After the February 2011 Christchurch earthquake, the Wizard planned to retire and permanently leave Christchurch, saying that the town he loved had gone and that it was the end of an era. After it was announced by the Canterbury Earthquake Recovery Authority and the Anglican bishop that the remains of Christchurch Cathedral would be demolished, the Wizard returned to Christchurch to oppose the demolition. The Wizard continues to speak on the need to preserve Christchurch's heritage buildings.

Between 2014 and 2021, Ari Freeman was the Wizard's apprentice. He distanced himself from the Wizard due to the latter's "divisive politics" and public comments about women and drag storytime events.

In October 2021, the Christchurch City Council ended its contract with the Wizard after twenty-three years of service. The Wizard said he was disappointed but would continue to appear in the city.
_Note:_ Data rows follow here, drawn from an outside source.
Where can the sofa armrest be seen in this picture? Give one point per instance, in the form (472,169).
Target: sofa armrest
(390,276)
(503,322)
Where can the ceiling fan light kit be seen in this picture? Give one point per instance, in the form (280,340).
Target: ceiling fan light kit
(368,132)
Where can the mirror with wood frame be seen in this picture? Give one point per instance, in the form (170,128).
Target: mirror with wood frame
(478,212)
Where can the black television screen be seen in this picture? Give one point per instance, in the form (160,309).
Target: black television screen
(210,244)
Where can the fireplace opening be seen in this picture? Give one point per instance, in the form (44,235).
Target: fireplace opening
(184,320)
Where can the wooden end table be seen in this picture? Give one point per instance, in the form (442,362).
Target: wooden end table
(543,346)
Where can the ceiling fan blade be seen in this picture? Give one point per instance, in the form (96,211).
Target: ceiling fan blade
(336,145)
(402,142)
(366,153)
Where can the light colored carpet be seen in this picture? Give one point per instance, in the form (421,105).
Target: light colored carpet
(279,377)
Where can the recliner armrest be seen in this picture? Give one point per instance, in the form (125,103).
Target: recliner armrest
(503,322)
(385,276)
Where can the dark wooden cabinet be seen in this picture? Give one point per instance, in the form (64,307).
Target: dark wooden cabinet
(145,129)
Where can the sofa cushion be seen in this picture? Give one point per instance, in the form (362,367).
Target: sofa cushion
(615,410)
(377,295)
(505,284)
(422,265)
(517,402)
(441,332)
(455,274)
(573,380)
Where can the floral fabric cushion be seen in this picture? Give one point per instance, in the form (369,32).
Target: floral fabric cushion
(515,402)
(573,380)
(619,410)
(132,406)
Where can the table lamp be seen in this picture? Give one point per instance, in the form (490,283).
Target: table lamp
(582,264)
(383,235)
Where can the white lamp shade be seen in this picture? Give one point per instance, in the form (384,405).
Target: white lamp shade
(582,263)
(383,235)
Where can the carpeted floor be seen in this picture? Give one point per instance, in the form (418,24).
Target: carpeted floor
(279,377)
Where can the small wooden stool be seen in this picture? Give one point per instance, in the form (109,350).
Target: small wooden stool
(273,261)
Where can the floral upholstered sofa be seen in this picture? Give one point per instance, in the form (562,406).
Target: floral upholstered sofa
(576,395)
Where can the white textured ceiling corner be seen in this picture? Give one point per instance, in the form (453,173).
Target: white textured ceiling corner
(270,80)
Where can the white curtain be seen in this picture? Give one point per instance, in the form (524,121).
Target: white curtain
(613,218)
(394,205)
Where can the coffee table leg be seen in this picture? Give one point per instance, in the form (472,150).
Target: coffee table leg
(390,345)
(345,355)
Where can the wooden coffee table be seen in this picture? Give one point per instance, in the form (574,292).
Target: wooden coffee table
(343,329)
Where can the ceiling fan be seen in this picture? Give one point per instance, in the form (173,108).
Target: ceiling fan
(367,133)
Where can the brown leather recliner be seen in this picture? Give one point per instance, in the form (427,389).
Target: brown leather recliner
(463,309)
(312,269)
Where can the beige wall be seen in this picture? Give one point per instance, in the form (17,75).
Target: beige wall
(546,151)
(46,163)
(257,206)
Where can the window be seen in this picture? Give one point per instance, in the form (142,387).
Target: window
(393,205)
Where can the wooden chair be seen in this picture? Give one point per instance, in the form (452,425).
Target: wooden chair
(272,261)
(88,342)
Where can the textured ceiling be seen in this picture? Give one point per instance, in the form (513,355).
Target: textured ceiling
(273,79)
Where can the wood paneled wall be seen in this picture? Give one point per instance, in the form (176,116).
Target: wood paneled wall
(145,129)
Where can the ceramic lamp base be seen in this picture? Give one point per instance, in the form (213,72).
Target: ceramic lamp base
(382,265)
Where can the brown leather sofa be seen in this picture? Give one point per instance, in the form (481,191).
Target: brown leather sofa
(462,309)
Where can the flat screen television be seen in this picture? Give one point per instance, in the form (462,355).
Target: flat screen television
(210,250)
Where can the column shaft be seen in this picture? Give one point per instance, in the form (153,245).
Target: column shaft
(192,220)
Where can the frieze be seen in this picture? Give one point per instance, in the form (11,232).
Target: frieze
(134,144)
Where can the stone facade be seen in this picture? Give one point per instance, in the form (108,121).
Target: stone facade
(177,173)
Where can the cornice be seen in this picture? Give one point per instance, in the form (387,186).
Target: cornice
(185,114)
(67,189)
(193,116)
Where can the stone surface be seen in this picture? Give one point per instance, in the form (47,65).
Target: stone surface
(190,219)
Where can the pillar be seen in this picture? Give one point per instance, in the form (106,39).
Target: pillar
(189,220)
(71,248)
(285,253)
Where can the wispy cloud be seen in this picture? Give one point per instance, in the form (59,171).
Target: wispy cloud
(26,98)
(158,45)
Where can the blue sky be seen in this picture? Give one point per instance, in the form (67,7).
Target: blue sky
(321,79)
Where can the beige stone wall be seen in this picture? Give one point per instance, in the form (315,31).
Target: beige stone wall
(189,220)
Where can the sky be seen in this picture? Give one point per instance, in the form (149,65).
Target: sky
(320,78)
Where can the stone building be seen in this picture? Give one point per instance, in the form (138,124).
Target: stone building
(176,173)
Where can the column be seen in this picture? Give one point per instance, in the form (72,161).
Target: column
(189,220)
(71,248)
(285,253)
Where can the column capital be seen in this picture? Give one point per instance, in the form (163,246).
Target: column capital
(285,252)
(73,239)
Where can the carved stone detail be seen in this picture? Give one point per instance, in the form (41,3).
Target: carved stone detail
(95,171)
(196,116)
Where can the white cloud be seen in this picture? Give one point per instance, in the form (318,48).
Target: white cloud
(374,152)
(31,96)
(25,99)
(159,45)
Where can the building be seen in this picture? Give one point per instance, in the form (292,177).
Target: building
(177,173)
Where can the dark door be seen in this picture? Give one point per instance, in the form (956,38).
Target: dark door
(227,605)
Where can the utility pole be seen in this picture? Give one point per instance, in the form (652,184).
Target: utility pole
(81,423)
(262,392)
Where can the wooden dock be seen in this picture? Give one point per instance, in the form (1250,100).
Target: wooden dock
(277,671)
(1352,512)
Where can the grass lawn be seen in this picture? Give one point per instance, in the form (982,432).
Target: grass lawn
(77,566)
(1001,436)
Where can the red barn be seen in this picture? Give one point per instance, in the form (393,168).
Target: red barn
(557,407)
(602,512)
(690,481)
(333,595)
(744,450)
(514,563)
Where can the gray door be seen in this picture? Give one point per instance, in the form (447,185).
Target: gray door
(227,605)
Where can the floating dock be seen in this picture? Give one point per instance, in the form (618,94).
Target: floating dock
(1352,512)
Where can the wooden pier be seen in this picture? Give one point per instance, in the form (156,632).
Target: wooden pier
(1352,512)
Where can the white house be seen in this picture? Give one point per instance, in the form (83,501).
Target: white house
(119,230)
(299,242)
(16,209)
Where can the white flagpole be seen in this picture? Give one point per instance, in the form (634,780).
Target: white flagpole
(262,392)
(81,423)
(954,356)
The Wizard stood as a candidate in the 2022 Christchurch mayoral election, receiving 2,474 votes and coming in fifth place.

==Documentaries==
The Wizard of New Zealand QSM, directed by Grant John Neville and director of photography Karlos Filipov, includes interviews with the Wizard, Mike Moore and many others. Among other topics, the documentary details the Wizard's views that women cause wars through their shopping habits and that governments with monarchies are more stable. It was awarded Best Short Documentary at the Beijing International Film Festival 2010, and Best Film about Real People at the Official Best of Fest 2010.

The Wizard and the Commodore – Chathams Islands/New Zealand, directed by Samuel A. Miller, follows the subject on a trip to the Chatham Islands, about 900 km east of mainland New Zealand. The film premiered on 1 July 2016 in New Zealand.